MacQuarrie John R. 4

Research Summary

AI-generated summary

Updated

BWXT President John MacQuarrie Exercises Awards; 268 Shares Surrendered

What Happened

  • John R. MacQuarrie, President, Commercial Operations at BWX Technologies (BWXT), had recent grants and a conversion/exercise of derivative awards. On Feb 25, 2026 he received derivative awards (2,817 and 960 units).
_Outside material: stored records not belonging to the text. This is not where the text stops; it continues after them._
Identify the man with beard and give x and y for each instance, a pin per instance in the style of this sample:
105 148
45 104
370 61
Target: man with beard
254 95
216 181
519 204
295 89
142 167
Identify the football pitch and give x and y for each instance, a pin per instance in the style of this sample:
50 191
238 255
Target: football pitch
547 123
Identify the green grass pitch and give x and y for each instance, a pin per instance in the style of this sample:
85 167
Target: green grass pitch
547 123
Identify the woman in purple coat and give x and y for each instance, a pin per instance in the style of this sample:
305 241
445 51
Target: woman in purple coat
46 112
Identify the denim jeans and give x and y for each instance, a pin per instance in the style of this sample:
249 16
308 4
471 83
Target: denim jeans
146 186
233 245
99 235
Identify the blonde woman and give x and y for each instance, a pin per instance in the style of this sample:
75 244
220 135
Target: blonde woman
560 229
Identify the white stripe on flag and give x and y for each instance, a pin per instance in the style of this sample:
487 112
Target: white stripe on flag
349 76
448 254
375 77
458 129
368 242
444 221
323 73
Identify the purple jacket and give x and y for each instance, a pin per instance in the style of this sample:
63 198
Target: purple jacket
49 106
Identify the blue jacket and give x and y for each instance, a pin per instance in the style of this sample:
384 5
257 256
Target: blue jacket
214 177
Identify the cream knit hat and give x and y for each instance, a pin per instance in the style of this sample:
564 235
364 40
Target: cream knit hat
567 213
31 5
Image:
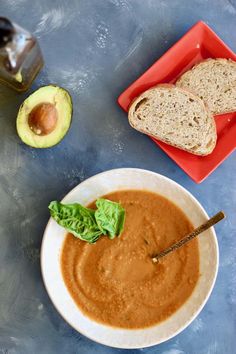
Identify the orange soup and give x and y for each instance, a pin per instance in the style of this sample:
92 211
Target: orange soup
115 282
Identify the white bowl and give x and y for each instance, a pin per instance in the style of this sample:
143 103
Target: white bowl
54 235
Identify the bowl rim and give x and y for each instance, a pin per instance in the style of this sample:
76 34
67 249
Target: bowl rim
192 317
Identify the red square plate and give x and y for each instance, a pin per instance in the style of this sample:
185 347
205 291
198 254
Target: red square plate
199 43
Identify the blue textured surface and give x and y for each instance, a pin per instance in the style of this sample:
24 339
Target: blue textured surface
95 49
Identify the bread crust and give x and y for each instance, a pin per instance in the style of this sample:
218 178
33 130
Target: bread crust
179 81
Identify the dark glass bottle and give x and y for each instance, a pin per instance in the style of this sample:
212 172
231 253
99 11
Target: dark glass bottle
20 56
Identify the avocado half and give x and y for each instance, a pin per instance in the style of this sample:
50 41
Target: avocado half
44 117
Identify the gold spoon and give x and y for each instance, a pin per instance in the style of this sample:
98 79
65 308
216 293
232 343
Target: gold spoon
212 221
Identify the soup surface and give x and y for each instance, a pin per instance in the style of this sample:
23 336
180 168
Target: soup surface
115 281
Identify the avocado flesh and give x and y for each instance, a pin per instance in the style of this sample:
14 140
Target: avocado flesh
61 99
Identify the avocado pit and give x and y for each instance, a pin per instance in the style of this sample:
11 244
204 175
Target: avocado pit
43 119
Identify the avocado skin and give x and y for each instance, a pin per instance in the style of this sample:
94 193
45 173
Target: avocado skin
45 140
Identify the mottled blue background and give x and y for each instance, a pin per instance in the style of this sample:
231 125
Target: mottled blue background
95 49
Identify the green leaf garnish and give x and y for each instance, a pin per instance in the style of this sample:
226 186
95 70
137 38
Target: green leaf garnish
88 224
110 217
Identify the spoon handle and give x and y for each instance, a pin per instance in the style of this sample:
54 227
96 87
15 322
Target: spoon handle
212 221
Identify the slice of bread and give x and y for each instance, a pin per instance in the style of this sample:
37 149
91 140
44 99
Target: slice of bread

On Feb 26, 2026 he converted/exercised 503 derivative units; 268 shares were surrendered/disposed to cover tax withholding at $208.27 per share, totaling $55,816.
  • These actions are awards and a conversion with tax withholding — not an open-market sale or purchase for investment purposes.

Key Details

  • Transaction dates and prices:
    • 2026-02-25: Grants — 2,817 and 960 derivative awards (awarded at $0.00; see vesting notes below).
    • 2026-02-26: Exercise/conversion of 503 derivative units (reported at $0.00).
    • 2026-02-26: 268 shares surrendered/paid for tax liability at $208.27 per share = $55,816.
  • Shares owned after transaction: Not disclosed in the filing.
  • Codes and meaning: M = exercise/conversion of derivative; F = shares withheld/disposed to satisfy tax withholding.
  • Footnotes of note:
    • F1: Some RSUs vest in three equal annual installments beginning Feb 25, 2027.
    • F2: Stock options vest in three equal annual installments beginning Feb 25, 2027; options expire Feb 25, 2036.
    • F3: Some RSUs vest in three equal annual installments beginning Feb 26, 2026 and include accrued dividends converted into shares at $208.27/share.
  • Filing timeliness: Form 4 was filed on 2026-03-02. That is timely for the Feb 26 transaction (due within two business days); the Feb 25 grant is at the reporting-window boundary but was included in this filing.

Context

  • This was primarily an award/grant and conversion event with shares withheld for taxes — a common administrative step following vesting/exercise. It is not an open-market sale that signals a manager taking proceeds to the market.
  • For retail investors: purchases can be a stronger buy signal than routine withholding. Here, the key point is new awards granted and a partial surrender of shares to meet tax obligations; no large market sell or open-market buy was reported.